第一話:ダメ人間
『嗚呼…ダルい…』
毎日がこんな一言で始まり、こんな一言で終わる。
朝起きて、まずすることといえば長い付き合いのSevenStarsにお気に入りのオイルライターで火をつけること。
肺に煙をおくり、自分の不甲斐なさと一緒に吐き出す。
僕は田舎から上京してきた一人暮らしの大学生である。
偏差値40を下回る、お金さえ払えば誰でも入れるような大学の四回生である。
就活はしていない。
ミュージシャンになりたいとか、漫画家になりたいとか、そんな壮大な夢があるわけじゃない。
ただ、働きたくないだけのゆとり世代の代表である。
こんな奴だから、アルバイトもろくにしたこともない。
何でも『面倒くさい』で終わらせてしまうので、彼女もいた試しもない。
そのくせ、『彼女欲しいなぁ…』とか『何か楽しいことないかなぁ…』といつも呟いているどうしようもない典型的なダメ人間。

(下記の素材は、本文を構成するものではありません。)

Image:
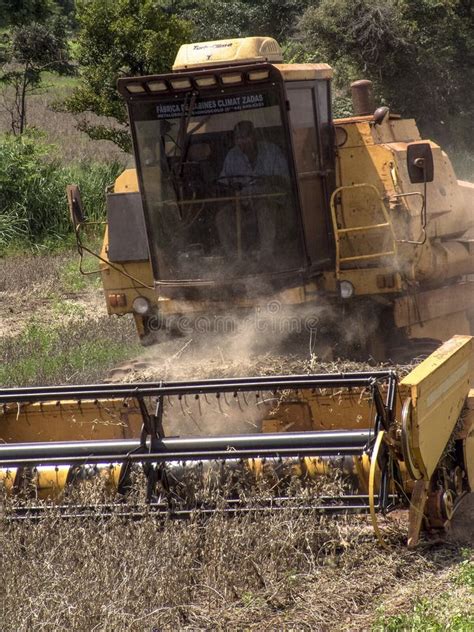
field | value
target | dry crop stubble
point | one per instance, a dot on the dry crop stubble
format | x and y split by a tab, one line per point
261	571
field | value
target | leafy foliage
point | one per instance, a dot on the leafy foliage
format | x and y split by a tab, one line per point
214	19
28	50
33	189
417	52
120	38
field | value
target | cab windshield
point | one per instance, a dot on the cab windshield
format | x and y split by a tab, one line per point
217	185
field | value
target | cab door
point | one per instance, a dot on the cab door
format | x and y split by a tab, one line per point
310	125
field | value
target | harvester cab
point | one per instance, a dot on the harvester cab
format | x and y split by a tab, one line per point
247	191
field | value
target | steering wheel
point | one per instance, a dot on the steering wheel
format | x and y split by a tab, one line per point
238	182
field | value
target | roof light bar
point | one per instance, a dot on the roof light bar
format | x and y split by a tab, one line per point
258	75
235	77
181	84
157	86
205	82
135	88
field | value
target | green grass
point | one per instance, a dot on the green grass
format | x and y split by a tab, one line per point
73	349
71	278
33	204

こんな【貧乏無気力童貞】という名の粗大ゴミでも、人間誰しも何か一つは良いところがあるもので、やたらと友達が多い。
授業の単位は足りているのに、暇つぶしのため毎日大学に通っているのはこのためでもある。
仕送り前でお金が無く、財布の中が少子化問題でも、ご飯やジュースをおごってくれる友がいる…
煙草が無くなれば、『仕方ないなぁー』と微笑んで、煙草を差し出してくれる友がいる…
『お金が無くても、生きていける』
これが僕の口癖になった。
人の優しさは、僕の心を糖尿病にした。
無邪気な優しさは人をダメにする。